Histamin intoleransı genetik midir? Bu sendrom ile alerjik hastalıklar, migren, bağırsak hastalıkları arasında nasıl bir ilişki var? 

Her hastada değilse de bazı hastalarda ailevi geçiş/yatkınlık görebiliyor. Onun dışında çölyak hastalığı biliyorsunuz genetik geçiş gösteren bir hastalık; yine alerji ve astımda da çölyak hastalığı gibi olmasa da genetik yatkınlık görülebiliyor. 

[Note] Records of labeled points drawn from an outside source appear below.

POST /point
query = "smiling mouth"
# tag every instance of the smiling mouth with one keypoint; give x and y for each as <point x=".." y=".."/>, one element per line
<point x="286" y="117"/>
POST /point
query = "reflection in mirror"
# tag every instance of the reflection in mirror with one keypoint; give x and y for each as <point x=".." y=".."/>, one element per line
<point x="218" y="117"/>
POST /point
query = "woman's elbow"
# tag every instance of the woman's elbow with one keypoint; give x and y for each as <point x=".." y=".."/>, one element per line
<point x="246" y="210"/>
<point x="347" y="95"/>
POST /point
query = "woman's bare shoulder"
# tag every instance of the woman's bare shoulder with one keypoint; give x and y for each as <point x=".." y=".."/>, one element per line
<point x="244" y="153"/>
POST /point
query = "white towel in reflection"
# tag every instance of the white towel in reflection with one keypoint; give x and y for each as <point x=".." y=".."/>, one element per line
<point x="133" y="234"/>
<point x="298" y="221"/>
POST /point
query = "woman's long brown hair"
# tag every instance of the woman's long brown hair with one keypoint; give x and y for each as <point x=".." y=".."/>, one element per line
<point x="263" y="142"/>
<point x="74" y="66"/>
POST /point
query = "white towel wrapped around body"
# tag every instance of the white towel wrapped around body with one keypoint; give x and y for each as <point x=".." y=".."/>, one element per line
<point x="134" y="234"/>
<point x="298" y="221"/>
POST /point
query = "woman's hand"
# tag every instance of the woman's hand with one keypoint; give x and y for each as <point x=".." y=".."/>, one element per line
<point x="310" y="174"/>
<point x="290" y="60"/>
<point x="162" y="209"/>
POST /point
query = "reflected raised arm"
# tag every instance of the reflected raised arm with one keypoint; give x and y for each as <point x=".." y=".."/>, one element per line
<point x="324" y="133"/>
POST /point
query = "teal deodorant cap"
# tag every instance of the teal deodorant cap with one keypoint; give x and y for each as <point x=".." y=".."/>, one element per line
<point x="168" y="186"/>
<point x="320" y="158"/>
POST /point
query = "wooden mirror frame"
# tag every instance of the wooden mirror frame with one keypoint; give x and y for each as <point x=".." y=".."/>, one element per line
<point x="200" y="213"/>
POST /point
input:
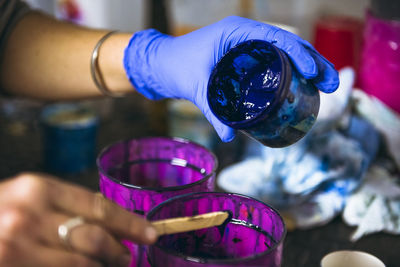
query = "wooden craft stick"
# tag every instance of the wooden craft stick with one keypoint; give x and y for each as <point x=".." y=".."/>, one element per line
<point x="186" y="224"/>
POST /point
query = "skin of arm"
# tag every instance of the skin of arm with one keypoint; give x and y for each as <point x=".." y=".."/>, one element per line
<point x="48" y="59"/>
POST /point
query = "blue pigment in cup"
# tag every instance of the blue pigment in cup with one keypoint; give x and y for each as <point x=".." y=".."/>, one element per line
<point x="69" y="138"/>
<point x="255" y="88"/>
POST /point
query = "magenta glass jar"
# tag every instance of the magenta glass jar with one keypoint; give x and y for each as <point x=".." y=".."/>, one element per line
<point x="252" y="237"/>
<point x="139" y="174"/>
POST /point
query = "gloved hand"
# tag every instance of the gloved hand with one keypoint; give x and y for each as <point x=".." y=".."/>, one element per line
<point x="162" y="66"/>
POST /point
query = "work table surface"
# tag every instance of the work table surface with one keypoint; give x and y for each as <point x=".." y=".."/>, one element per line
<point x="130" y="118"/>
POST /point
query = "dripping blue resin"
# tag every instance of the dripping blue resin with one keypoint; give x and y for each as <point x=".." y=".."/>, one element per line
<point x="256" y="89"/>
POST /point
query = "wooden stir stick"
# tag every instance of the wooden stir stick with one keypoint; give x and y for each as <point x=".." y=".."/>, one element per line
<point x="190" y="223"/>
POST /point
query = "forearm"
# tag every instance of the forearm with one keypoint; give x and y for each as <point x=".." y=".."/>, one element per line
<point x="49" y="59"/>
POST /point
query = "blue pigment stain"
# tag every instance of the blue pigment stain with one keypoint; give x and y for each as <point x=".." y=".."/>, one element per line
<point x="255" y="88"/>
<point x="247" y="83"/>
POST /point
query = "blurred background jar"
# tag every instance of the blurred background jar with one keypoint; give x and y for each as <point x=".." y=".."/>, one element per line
<point x="380" y="59"/>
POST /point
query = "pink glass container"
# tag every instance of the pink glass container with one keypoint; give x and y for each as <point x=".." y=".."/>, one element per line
<point x="252" y="237"/>
<point x="139" y="174"/>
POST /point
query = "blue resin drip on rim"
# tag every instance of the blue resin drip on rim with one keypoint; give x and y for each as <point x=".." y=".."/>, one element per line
<point x="246" y="82"/>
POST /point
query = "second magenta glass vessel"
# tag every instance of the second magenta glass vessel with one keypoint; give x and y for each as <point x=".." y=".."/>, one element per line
<point x="252" y="237"/>
<point x="139" y="174"/>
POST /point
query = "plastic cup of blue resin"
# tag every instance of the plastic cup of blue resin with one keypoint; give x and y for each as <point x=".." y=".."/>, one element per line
<point x="255" y="88"/>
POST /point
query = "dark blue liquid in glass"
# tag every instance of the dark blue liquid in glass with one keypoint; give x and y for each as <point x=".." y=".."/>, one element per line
<point x="254" y="88"/>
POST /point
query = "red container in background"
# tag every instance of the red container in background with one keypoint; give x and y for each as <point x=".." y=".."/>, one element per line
<point x="339" y="39"/>
<point x="380" y="61"/>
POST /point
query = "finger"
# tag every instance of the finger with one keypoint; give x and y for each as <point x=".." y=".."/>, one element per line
<point x="225" y="133"/>
<point x="327" y="79"/>
<point x="40" y="255"/>
<point x="80" y="202"/>
<point x="87" y="239"/>
<point x="30" y="253"/>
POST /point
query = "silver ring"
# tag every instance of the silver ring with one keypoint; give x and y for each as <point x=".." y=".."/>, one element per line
<point x="65" y="229"/>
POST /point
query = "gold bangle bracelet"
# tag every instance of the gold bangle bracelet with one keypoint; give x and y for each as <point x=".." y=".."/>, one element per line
<point x="94" y="69"/>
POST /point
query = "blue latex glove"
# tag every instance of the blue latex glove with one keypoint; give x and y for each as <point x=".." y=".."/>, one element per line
<point x="161" y="66"/>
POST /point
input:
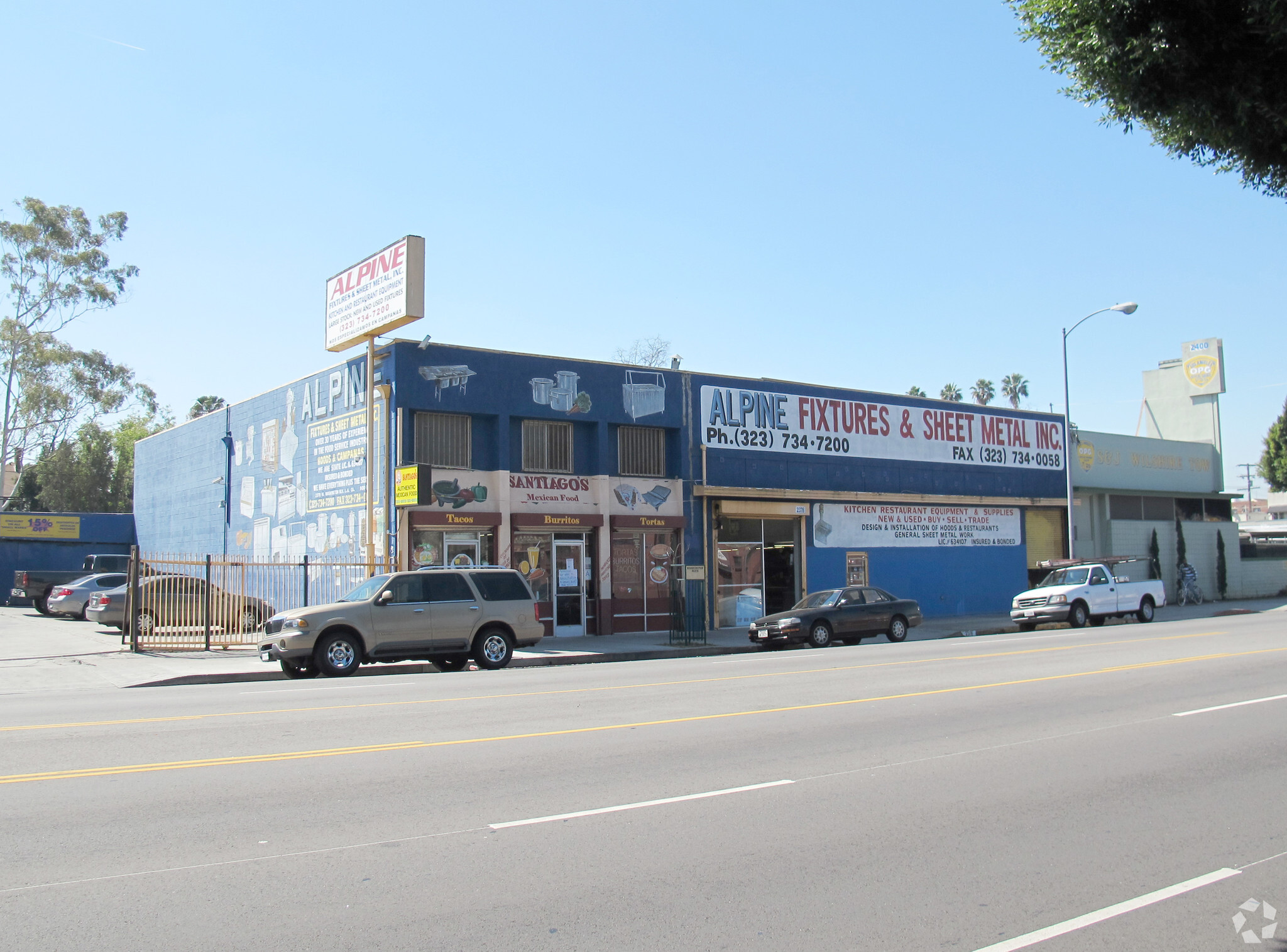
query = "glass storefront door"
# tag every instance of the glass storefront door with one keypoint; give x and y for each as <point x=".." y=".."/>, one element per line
<point x="569" y="570"/>
<point x="756" y="569"/>
<point x="642" y="567"/>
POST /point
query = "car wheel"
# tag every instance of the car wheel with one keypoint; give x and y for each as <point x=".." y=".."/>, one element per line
<point x="1146" y="610"/>
<point x="820" y="635"/>
<point x="337" y="655"/>
<point x="249" y="620"/>
<point x="897" y="630"/>
<point x="147" y="624"/>
<point x="493" y="650"/>
<point x="297" y="670"/>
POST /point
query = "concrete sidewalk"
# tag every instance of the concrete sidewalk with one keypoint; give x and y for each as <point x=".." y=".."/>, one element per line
<point x="40" y="653"/>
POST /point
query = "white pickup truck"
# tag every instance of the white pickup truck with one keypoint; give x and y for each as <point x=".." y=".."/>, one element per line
<point x="1089" y="592"/>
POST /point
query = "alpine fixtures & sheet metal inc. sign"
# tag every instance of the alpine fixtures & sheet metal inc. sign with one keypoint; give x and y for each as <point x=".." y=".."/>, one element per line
<point x="771" y="422"/>
<point x="877" y="525"/>
<point x="337" y="478"/>
<point x="378" y="295"/>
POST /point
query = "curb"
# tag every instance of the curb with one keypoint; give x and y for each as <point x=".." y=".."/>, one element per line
<point x="426" y="668"/>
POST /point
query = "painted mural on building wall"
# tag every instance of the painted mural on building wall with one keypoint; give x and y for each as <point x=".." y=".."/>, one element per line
<point x="299" y="465"/>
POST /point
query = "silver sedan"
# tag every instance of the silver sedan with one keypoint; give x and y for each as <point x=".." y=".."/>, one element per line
<point x="70" y="600"/>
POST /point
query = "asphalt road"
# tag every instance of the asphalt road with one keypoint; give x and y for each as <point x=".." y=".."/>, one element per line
<point x="949" y="794"/>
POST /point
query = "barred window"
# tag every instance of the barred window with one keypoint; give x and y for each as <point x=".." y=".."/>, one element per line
<point x="546" y="446"/>
<point x="641" y="451"/>
<point x="443" y="439"/>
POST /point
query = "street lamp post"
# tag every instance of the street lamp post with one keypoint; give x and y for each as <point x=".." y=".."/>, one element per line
<point x="1128" y="308"/>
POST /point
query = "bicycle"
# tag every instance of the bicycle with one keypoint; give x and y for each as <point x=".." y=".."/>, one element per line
<point x="1191" y="593"/>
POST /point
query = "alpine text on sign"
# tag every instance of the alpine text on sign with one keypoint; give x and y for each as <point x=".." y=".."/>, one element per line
<point x="378" y="295"/>
<point x="960" y="434"/>
<point x="878" y="525"/>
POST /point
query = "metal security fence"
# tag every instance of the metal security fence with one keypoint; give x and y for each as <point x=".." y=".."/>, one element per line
<point x="182" y="603"/>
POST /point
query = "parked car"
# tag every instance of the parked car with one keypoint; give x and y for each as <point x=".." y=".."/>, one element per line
<point x="179" y="601"/>
<point x="446" y="615"/>
<point x="70" y="600"/>
<point x="847" y="615"/>
<point x="38" y="583"/>
<point x="1088" y="592"/>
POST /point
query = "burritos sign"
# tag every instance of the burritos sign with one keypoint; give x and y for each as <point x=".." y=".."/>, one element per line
<point x="378" y="295"/>
<point x="1203" y="366"/>
<point x="771" y="422"/>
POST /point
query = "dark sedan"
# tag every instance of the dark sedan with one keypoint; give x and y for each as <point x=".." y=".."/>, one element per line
<point x="846" y="615"/>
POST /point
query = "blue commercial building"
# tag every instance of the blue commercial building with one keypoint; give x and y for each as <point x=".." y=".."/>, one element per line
<point x="603" y="483"/>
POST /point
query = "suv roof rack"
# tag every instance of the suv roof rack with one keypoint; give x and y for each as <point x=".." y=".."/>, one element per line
<point x="1106" y="560"/>
<point x="439" y="567"/>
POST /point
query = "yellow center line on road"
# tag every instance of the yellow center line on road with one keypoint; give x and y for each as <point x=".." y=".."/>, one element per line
<point x="416" y="745"/>
<point x="593" y="690"/>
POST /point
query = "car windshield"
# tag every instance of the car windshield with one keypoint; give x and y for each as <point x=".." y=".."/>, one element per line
<point x="1067" y="577"/>
<point x="818" y="600"/>
<point x="367" y="589"/>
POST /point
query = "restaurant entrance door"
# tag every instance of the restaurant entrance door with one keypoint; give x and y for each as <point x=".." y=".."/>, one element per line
<point x="569" y="570"/>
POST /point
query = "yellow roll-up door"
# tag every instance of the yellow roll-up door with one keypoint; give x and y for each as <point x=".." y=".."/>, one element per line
<point x="1044" y="534"/>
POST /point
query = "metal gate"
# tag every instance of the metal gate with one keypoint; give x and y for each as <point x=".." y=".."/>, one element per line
<point x="182" y="603"/>
<point x="687" y="611"/>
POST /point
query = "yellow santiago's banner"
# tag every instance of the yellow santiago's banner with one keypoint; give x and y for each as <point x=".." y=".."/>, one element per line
<point x="26" y="527"/>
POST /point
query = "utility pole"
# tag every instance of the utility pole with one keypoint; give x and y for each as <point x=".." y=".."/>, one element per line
<point x="1246" y="473"/>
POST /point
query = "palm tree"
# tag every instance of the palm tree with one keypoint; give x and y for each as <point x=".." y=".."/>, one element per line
<point x="206" y="404"/>
<point x="1014" y="388"/>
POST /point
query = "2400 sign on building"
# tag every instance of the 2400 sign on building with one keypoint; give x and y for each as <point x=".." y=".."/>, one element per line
<point x="767" y="421"/>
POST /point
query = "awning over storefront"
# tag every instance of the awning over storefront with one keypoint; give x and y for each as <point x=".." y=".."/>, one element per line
<point x="461" y="520"/>
<point x="648" y="523"/>
<point x="556" y="522"/>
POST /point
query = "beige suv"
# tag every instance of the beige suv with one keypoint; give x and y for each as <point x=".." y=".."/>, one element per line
<point x="441" y="615"/>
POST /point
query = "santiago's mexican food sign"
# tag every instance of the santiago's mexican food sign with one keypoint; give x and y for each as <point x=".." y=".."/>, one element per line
<point x="887" y="430"/>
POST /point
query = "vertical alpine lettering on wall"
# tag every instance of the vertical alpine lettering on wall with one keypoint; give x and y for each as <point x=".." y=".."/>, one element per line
<point x="767" y="421"/>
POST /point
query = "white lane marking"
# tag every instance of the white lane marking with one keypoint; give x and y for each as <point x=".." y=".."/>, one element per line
<point x="636" y="806"/>
<point x="337" y="687"/>
<point x="1109" y="912"/>
<point x="1225" y="706"/>
<point x="237" y="862"/>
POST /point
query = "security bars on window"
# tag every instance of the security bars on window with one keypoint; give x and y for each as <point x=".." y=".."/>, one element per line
<point x="546" y="447"/>
<point x="443" y="439"/>
<point x="641" y="451"/>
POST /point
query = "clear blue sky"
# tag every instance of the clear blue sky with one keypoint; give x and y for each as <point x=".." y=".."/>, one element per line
<point x="851" y="194"/>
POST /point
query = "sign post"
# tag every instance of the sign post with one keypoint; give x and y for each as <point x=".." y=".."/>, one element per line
<point x="370" y="298"/>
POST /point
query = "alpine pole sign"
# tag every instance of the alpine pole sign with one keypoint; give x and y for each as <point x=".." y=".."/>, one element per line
<point x="378" y="295"/>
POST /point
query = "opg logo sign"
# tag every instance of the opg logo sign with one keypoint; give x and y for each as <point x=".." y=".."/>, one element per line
<point x="1268" y="914"/>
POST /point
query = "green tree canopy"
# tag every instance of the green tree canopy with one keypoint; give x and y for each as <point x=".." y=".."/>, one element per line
<point x="1208" y="79"/>
<point x="57" y="270"/>
<point x="206" y="404"/>
<point x="982" y="391"/>
<point x="1014" y="388"/>
<point x="1273" y="461"/>
<point x="93" y="471"/>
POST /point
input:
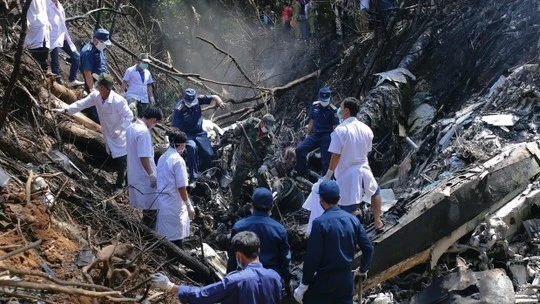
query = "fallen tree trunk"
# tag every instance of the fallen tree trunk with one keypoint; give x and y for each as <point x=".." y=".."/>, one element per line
<point x="460" y="202"/>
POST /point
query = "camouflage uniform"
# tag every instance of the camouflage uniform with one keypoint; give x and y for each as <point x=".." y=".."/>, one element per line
<point x="246" y="161"/>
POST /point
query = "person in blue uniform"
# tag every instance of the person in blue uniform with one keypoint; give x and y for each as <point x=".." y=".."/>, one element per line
<point x="327" y="276"/>
<point x="322" y="121"/>
<point x="93" y="61"/>
<point x="275" y="251"/>
<point x="253" y="284"/>
<point x="187" y="117"/>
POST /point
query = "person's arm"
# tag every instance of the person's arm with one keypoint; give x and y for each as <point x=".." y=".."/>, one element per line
<point x="123" y="87"/>
<point x="310" y="127"/>
<point x="145" y="162"/>
<point x="80" y="105"/>
<point x="89" y="80"/>
<point x="313" y="256"/>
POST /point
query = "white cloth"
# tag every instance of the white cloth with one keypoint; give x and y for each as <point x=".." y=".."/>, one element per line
<point x="356" y="182"/>
<point x="39" y="28"/>
<point x="139" y="145"/>
<point x="313" y="204"/>
<point x="57" y="19"/>
<point x="173" y="219"/>
<point x="352" y="140"/>
<point x="137" y="88"/>
<point x="364" y="4"/>
<point x="114" y="116"/>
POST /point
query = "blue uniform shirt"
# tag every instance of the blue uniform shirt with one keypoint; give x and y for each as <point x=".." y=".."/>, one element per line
<point x="275" y="251"/>
<point x="332" y="244"/>
<point x="251" y="285"/>
<point x="93" y="59"/>
<point x="189" y="119"/>
<point x="323" y="118"/>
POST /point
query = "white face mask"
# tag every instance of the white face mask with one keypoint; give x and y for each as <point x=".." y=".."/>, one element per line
<point x="189" y="105"/>
<point x="101" y="46"/>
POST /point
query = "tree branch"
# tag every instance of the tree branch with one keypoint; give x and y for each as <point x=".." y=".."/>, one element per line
<point x="231" y="57"/>
<point x="89" y="13"/>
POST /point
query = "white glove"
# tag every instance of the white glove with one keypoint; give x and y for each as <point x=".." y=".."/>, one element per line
<point x="263" y="169"/>
<point x="299" y="292"/>
<point x="159" y="280"/>
<point x="191" y="210"/>
<point x="153" y="180"/>
<point x="59" y="110"/>
<point x="328" y="175"/>
<point x="116" y="134"/>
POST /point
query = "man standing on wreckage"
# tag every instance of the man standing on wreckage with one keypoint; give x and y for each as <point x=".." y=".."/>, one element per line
<point x="350" y="144"/>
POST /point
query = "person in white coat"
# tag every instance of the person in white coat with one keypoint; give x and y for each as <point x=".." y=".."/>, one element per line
<point x="115" y="118"/>
<point x="60" y="39"/>
<point x="37" y="38"/>
<point x="141" y="168"/>
<point x="175" y="209"/>
<point x="350" y="144"/>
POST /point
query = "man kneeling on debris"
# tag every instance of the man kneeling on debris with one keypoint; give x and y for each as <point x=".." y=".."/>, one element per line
<point x="115" y="117"/>
<point x="327" y="276"/>
<point x="253" y="284"/>
<point x="255" y="150"/>
<point x="275" y="251"/>
<point x="175" y="209"/>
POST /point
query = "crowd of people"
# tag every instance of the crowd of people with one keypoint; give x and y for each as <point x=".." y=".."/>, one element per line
<point x="259" y="254"/>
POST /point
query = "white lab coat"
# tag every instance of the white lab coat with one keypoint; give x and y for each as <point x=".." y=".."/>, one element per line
<point x="313" y="204"/>
<point x="173" y="220"/>
<point x="139" y="144"/>
<point x="114" y="116"/>
<point x="57" y="19"/>
<point x="38" y="25"/>
<point x="352" y="140"/>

Artık neredeyse tüm hastalıklar bağırsak sağlığı ile ilişkilendiriliyor. O yüzden bağırsak sağlığını veya bağırsak bakterilerinin sağlığını bozan her türlü hastalık histamin intoleransına neden olabiliyor. Öte yandan bağırsak sağlığının bozulması ile kötüleşen alerjik hastalar da vücutta artan histamin düzeyleri, histamin intoleransı bulgularını artırabiliyor. 

Histamin intoleransı teşhisi konan konmayan herkes için genel olarak sağlıklı yaşam önerilerinizi öğrenebilir miyiz? Beslenme dışında ne gibi alışkanlıkları hayatımıza dahil etmemizi önerirsiniz? 

Beslenme için yukarıda bahsettiğimiz Batı tipi beslenmeyi mümkün mertebe sıfırlamak, beraberinde de sebze ve balık tüketimini artırmak önemli. Beslenme dışında, en az beslenme kadar önemli olan bir faktör hareket ve düzenli egzersiz. 

Son olarak da stres tüm hastalıkların bulgularını artırabildiği gibi histamin intoleransı bulgularını da belirgin olarak artırabiliyor. O nedenle stresle baş etmek, bunun için ya yardım almak ya da beraberinde stresle baş etmeyi kolaylaştıracak yoga, meditasyon ve düzenli egzersiz yapmak çok önemli.